Resolution EL-2, adopted November 16, states that:  (1) state regulators must remain the appropriate bodies to make mandatory purchase and avoided-cost determinations; (2) state regulators should continue to be afforded the authority to select an appropriate methodology for calculating avoided costs; (3) PURPA’s goal of promoting QF development must be balanced with the states’ interest in just and reasonable rates; (4) FERC should establish criteria to help states evaluate whether a project developer has disaggregated a large project into multiple smaller projects; and (5) each state should retain the full authority and discretion to determine the process by which QFs become entitled to PURPA contracts; the scope of such contracts; the extent to which QFs with a design capacity larger than 100 kW are entitled to standard avoided cost rates; and other necessary and proper terms and conditions to ensure that each PURPA contract is consistent with and protects the state’s public interest, does not adversely impact retail ratepayers, and fairly calculates the rates paid to QFs.

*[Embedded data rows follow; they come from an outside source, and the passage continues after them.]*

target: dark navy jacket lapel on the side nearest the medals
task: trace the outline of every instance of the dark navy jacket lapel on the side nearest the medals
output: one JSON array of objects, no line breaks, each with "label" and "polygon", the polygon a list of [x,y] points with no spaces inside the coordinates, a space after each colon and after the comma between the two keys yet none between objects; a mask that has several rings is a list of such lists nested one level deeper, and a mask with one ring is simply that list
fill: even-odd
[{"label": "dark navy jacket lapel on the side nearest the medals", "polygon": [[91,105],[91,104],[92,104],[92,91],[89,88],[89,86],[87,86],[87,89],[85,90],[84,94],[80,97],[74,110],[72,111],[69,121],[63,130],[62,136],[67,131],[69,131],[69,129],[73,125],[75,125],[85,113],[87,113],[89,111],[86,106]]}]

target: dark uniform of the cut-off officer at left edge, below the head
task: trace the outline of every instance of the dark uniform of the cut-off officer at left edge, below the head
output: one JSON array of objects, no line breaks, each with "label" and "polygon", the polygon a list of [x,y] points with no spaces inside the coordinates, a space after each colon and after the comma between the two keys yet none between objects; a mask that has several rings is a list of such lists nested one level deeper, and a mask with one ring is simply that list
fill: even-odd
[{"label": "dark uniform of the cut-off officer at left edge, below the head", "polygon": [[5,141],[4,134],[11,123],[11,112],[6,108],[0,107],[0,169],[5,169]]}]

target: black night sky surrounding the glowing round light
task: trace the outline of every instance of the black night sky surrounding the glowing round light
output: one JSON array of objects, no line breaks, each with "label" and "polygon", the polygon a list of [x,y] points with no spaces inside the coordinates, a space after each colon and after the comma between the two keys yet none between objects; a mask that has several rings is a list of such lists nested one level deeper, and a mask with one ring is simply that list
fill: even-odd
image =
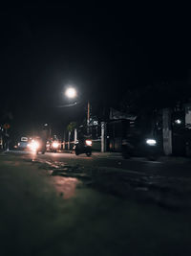
[{"label": "black night sky surrounding the glowing round light", "polygon": [[[62,123],[83,115],[87,99],[95,109],[115,106],[128,88],[186,81],[189,22],[179,11],[154,8],[150,15],[144,8],[2,9],[1,109],[10,109],[16,124]],[[76,86],[79,107],[56,107],[68,104],[67,84]]]}]

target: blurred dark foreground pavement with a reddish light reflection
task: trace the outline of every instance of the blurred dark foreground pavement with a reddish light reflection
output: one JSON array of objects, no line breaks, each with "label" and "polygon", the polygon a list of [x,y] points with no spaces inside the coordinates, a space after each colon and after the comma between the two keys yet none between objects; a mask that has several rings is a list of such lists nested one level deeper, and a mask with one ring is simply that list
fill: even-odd
[{"label": "blurred dark foreground pavement with a reddish light reflection", "polygon": [[[191,250],[189,180],[180,186],[180,180],[65,163],[53,167],[12,154],[0,155],[0,170],[2,255],[180,255]],[[182,185],[186,189],[180,190]],[[174,203],[168,207],[168,201]]]}]

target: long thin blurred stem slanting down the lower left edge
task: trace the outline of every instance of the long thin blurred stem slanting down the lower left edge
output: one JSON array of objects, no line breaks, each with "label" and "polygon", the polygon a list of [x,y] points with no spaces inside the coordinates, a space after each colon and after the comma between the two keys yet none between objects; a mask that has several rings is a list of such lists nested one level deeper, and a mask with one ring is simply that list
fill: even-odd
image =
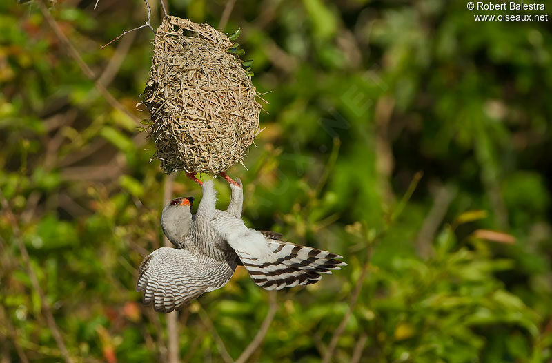
[{"label": "long thin blurred stem slanting down the lower left edge", "polygon": [[46,297],[44,296],[44,292],[42,291],[41,285],[39,283],[39,279],[37,278],[36,273],[34,273],[34,270],[30,265],[29,253],[27,251],[27,247],[25,247],[25,244],[21,239],[21,231],[19,231],[19,227],[17,225],[17,218],[15,218],[12,212],[12,209],[8,203],[8,200],[6,199],[6,197],[4,196],[1,190],[0,190],[0,203],[3,209],[6,211],[6,215],[8,216],[8,219],[10,220],[10,224],[12,225],[13,236],[15,241],[17,242],[17,246],[19,247],[21,256],[23,257],[23,262],[25,263],[25,266],[28,270],[32,287],[34,291],[36,291],[39,295],[42,312],[44,314],[44,317],[46,318],[46,323],[48,324],[48,328],[50,328],[50,331],[52,332],[52,336],[54,337],[54,340],[56,341],[57,346],[59,348],[59,351],[63,356],[63,360],[65,360],[66,363],[72,363],[73,362],[72,357],[70,357],[67,347],[65,345],[65,342],[63,342],[63,338],[61,337],[61,333],[59,332],[59,329],[55,322],[54,315],[52,314],[52,310],[50,309],[50,305],[48,305],[48,302],[46,301]]}]

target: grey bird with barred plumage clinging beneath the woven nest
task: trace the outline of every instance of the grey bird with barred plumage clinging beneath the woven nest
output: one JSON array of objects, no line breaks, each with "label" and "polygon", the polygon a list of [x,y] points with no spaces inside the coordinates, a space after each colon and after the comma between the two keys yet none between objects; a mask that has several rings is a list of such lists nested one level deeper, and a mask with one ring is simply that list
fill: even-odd
[{"label": "grey bird with barred plumage clinging beneath the woven nest", "polygon": [[256,231],[241,219],[243,189],[230,184],[232,198],[226,211],[215,208],[213,180],[202,185],[197,214],[193,198],[176,198],[163,209],[161,228],[177,248],[156,249],[139,267],[137,291],[155,311],[179,310],[202,293],[223,287],[237,265],[244,265],[253,282],[266,290],[313,284],[321,273],[346,263],[335,253],[282,241],[272,231]]}]

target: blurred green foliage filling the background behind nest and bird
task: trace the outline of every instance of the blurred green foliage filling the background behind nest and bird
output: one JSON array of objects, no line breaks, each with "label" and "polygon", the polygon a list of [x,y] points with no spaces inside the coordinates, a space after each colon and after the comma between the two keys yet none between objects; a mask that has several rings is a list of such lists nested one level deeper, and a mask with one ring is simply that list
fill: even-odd
[{"label": "blurred green foliage filling the background behind nest and bird", "polygon": [[[57,1],[50,12],[117,101],[147,118],[135,104],[151,31],[100,48],[141,25],[144,3],[94,4]],[[169,1],[171,14],[214,26],[225,5]],[[247,0],[224,31],[237,28],[267,101],[248,170],[230,170],[244,180],[244,220],[349,264],[277,293],[250,361],[318,362],[369,262],[333,361],[356,351],[361,362],[549,362],[549,23],[475,22],[461,1]],[[135,280],[162,244],[166,177],[138,127],[36,3],[0,2],[0,187],[21,229],[0,214],[2,362],[19,362],[18,349],[61,360],[16,238],[77,362],[165,360],[165,316],[141,306]],[[173,189],[200,196],[182,175]],[[217,189],[224,207],[229,188]],[[237,358],[266,311],[267,293],[240,267],[179,314],[180,356],[222,361],[212,321]]]}]

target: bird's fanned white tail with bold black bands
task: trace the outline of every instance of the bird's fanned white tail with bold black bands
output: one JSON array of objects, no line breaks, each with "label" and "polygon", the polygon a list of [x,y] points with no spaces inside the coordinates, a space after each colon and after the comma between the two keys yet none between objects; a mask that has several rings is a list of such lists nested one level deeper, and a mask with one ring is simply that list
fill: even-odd
[{"label": "bird's fanned white tail with bold black bands", "polygon": [[267,238],[229,214],[217,213],[213,227],[237,253],[255,284],[266,290],[313,284],[322,278],[320,273],[346,265],[335,253]]}]

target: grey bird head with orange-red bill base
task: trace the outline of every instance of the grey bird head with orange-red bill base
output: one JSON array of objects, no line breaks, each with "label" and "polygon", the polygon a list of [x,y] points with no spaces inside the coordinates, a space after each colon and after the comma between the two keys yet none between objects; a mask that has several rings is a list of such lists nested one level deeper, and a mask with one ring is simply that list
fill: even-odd
[{"label": "grey bird head with orange-red bill base", "polygon": [[171,200],[161,212],[161,228],[168,240],[180,247],[192,225],[193,197],[179,197]]}]

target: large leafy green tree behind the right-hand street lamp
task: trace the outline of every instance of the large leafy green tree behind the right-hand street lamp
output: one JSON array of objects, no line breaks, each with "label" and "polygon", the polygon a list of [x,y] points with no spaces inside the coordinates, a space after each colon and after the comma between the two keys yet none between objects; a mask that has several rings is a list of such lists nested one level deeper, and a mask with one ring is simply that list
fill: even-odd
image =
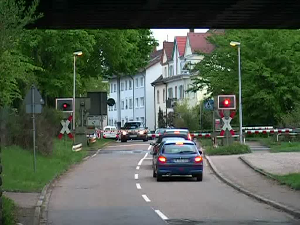
[{"label": "large leafy green tree behind the right-hand street lamp", "polygon": [[238,96],[237,49],[229,43],[239,41],[243,124],[276,125],[299,103],[299,30],[227,30],[208,40],[216,48],[195,66],[194,91]]}]

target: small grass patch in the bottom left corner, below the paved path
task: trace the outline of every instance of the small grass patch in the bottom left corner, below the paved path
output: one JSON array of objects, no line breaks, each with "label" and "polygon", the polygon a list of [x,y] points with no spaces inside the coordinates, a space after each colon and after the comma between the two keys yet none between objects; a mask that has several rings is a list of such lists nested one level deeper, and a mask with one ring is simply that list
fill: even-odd
[{"label": "small grass patch in the bottom left corner, below the paved path", "polygon": [[2,196],[2,216],[3,225],[16,224],[16,204],[5,196]]}]

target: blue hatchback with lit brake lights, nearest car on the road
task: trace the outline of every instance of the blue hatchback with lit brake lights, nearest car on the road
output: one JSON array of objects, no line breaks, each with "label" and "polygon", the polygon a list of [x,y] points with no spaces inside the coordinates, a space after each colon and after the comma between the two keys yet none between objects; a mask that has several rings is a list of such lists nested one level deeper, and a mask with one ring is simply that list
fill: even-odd
[{"label": "blue hatchback with lit brake lights, nearest car on the road", "polygon": [[159,146],[154,156],[153,177],[161,181],[163,175],[191,175],[202,181],[202,152],[190,140],[167,140]]}]

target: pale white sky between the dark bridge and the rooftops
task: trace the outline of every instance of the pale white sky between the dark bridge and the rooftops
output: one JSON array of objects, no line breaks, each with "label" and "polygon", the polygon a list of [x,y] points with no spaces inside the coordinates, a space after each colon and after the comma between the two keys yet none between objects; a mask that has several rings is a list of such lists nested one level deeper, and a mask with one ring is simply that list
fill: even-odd
[{"label": "pale white sky between the dark bridge and the rooftops", "polygon": [[[186,36],[189,29],[151,29],[153,36],[158,40],[157,50],[163,48],[164,41],[174,41],[175,36]],[[195,29],[195,33],[205,33],[208,29]]]}]

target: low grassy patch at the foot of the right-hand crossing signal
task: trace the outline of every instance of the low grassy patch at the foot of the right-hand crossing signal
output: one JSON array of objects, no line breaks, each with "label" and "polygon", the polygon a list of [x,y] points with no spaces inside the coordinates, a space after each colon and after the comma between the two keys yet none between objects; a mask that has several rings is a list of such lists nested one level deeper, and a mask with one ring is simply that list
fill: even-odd
[{"label": "low grassy patch at the foot of the right-hand crossing signal", "polygon": [[241,145],[240,143],[233,143],[229,146],[220,146],[214,148],[212,146],[207,146],[206,151],[208,155],[235,155],[235,154],[245,154],[250,153],[251,150],[247,145]]}]

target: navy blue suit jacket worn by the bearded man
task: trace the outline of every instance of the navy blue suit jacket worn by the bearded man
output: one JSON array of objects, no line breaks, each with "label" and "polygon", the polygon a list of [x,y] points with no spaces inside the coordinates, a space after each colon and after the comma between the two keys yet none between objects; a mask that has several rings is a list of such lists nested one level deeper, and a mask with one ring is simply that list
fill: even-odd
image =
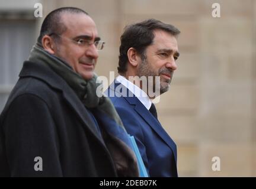
[{"label": "navy blue suit jacket worn by the bearded man", "polygon": [[177,148],[161,123],[117,80],[114,80],[105,94],[116,107],[127,132],[135,136],[149,176],[178,177]]}]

FERC’s June 29 technical conference on PURPA addressed numerous issues, including the so-called “one-mile rule” for QF certification; the appropriate minimum term of PURPA contracts that a developer needs to secure financing; how establishing a minimum term and other conditions would affect QF development; whether the size threshold for standard contracts (currently 100 kW) should be revised, and if so, how; and whether utility data-submission requirements to state commissions for the purpose of determining avoided-cost rates are being adhered to.